Die typischen Merkmale der James Bond-Filme

Die typischen Merkmale der James Bond-Filme

Es gibt Menschen, die behaupten, wenn man einen James Bond-Film gesehen hat, dann hat man sie alle gesehen. Das stimmt natürlich nicht so ganz, denn jeder Bond-Film ist anders, aber vielleicht entsteht der Eindruck deshalb, weil alle Filme typische Merkmale haben, in denen sie übereinstimmen.
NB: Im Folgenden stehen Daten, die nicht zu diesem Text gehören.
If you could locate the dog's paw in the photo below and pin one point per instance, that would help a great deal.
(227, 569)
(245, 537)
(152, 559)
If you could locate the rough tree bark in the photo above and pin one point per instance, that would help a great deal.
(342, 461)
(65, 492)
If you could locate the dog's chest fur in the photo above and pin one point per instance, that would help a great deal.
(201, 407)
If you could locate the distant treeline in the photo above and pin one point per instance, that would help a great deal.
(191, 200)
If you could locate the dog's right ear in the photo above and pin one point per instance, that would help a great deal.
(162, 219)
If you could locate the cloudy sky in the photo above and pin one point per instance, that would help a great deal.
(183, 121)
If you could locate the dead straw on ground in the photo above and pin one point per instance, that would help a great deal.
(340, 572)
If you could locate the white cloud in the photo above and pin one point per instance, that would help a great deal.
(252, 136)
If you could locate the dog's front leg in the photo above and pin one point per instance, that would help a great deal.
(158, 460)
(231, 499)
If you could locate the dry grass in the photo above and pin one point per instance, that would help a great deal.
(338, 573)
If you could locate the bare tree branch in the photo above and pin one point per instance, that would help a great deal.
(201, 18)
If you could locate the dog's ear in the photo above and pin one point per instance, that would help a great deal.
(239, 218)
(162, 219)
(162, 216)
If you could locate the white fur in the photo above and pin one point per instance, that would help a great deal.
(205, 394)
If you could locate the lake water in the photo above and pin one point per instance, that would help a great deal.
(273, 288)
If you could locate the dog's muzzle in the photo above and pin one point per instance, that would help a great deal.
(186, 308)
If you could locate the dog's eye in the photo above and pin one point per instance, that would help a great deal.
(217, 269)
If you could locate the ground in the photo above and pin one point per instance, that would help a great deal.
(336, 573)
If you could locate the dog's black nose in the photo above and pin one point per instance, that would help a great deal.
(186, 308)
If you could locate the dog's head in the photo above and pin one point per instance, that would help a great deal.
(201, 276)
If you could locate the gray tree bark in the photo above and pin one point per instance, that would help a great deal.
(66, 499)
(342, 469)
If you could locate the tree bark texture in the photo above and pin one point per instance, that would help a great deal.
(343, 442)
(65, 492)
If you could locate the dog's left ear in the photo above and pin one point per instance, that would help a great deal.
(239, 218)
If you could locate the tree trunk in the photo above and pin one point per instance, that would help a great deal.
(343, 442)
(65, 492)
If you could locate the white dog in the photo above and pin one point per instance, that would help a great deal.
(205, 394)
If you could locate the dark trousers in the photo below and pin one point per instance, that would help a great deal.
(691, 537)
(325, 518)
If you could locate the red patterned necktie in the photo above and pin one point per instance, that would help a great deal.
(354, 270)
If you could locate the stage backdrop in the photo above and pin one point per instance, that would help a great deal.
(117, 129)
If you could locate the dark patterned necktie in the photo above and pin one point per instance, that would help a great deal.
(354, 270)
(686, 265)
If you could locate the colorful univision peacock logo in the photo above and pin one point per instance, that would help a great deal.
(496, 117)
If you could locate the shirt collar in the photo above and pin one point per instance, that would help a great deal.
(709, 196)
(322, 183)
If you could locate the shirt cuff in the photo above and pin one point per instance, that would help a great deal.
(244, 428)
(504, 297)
Miss Moneypenny, eine Konstante in vielen James Bond-Filmen. (im Bild: Lois Maxwell)

  • Exotische Schauplätze

    Jeder James Bond-Film spielt an einem anderen exotischen Schauplatz. Neben den USA, Frankreich, England und der Schweiz war der britische Geheimagent unter anderem auf den Bahamas, auf Hawaii, im südchinesischen Meer, auf Gibraltar, in Island oder im brasilianischen Urwald unterwegs. Aber auch das Taj Mahal in Indien und die Berliner Mauer waren schon als Kulisse in einem James Bond-Film zu sehen.

  • Das Bond-Girl

    Zu jedem James Bond gehört auch immer das passende Bond-Girl. Eine immer wiederkehrende Szene ist zum Beispiel, dass das jeweilige Bond-Girl von einem der Schurken gefoltert wird und Bond in allerletzter Minute als ihr Retter auftaucht.

  • Die Zweikämpfe

    James Bond lässt es auch immer wieder gerne auf einen Kampf Mann gegen Mann ankommen. Meist zum Ende des Films kommt es zu packenden Zweikämpfen.

  • Miss Moneypenny

    Sie ist so etwas wie die gute Seele in allen James Bond-Filmen. Die Sekretärin im Büro des Secret Service ist in Bond verliebt oder schwärmt zumindest von ihm. Er hat allerdings nur leichte Ironie für sie übrig und bezirzt sie gerne mit seinem Charme.

  • Kartenspiele

    Nicht nur in Casino Royal wird Bond zum Spieler, auch in den anderen Filmen spielt James Bond: Unter anderem Gin Rommé, Canasta, Black Jack, Baccara, Bridge und auch Backgammon.

  • Verfolgungsjagden

    Kein Bond-Film ohne mindestens eine rasante Verfolgungsjagd. Dabei wird alles eingesetzt, was schnell unterwegs ist: Autos, Motorräder, Boote, Flugzeuge und auch Skier.